I’ nun putev’ parlà stev’
zitt’ zitt’ nmiezz’ o’maciello. Non
dall’agua.
a B.
Ma
da quelle –maculate- vennero dallo
strepito mentre a morirne si
trattava di cedere lasciarsi andare
a quella logica acquea sorgenti
–da quel trambusto da
quell’appanno. La forma più
generosa era black-out. Sempre
di più –cedendo, lasciando.
a B.
sapranno
non ostante da una ragione oscura
fermentante al di qua d’ogni
pensabile –nel loro patire di
quasianime di compimenti privi
di accenti finali –le desinenze
per le future co llutazioni.
O i saluti inimmaginabili.
a B.
di
quale conto? Nessuno.

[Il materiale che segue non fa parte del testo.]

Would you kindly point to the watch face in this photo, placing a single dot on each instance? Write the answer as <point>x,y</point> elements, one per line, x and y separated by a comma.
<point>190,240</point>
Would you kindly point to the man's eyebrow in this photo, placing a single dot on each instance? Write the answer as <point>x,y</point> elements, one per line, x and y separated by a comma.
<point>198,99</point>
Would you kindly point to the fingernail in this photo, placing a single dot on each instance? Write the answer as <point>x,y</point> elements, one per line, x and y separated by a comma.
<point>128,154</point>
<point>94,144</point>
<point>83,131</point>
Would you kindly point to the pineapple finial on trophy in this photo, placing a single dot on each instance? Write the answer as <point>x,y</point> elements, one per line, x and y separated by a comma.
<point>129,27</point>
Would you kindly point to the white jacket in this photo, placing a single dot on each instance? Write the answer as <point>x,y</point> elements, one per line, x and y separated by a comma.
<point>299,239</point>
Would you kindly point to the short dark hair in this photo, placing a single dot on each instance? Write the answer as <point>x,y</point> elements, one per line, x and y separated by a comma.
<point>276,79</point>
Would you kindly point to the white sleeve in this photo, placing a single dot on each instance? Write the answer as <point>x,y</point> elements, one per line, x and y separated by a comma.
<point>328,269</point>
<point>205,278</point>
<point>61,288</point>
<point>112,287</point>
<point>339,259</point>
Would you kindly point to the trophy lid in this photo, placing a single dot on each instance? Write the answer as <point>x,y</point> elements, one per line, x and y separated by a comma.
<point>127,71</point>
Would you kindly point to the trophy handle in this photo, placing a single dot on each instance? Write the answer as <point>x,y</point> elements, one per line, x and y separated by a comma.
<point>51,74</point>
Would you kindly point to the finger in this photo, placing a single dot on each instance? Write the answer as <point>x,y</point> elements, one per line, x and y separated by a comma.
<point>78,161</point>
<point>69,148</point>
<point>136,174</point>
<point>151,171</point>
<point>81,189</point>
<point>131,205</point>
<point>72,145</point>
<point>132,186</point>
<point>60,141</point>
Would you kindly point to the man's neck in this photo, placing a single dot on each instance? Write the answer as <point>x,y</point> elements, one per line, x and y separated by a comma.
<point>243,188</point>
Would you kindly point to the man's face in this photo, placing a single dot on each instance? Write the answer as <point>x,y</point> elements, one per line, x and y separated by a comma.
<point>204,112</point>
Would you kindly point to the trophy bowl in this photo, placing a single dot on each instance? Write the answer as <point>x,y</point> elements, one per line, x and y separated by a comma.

Erano lì
in prima fila tuttiserrati alla
partenza. frignanti rosei
nerastri rincuorati appena
dalla domesticità dell’aria
a F. P.
e
se dal piombo viene non
della luce ma vista dal
vetro, neanche parola nervosamente
moto; in tutto questo
è quanto possibile (posso).
a G.M.
conterebbe
qualcosa alla fine l’intenso,
tuttopensante il
fuoco anche a tratti riconosciuto
da qualche saggio urbano? se
non la personale, intima, convinzione dei
nodi, dei fatti/pensieri in
processi concreti d’inchiostro che,
così mediati, al
contrario, si
passerebbe alle mani.
(sulla
poesia, certo, ma
anche sulle mani)
a
F.C.
e,
dove, un angolo, troveresti smussati
in forma di caverna dove,
in forma di vela l’occhio
irrigidito del
cassiere seguirebbe di carne la
punta d’un
pensiero? Gli
altri, poi, così di fretta che
ad afferrarli per strappi mi
chiedo se
passibili di graffi o
sarebbe l’olio a
colare olio
sull’asfalto
alla
fine è un giudizio. scocca così nel
voltarti o nel restare. Si
disse –dicemmo- che l’usura e
la trincea il campo delle operazioni nella
generazione e nei frantumi.
Anche
se scoppia la testa e sembra impossibile la
pace al fumo d’una sigaretta.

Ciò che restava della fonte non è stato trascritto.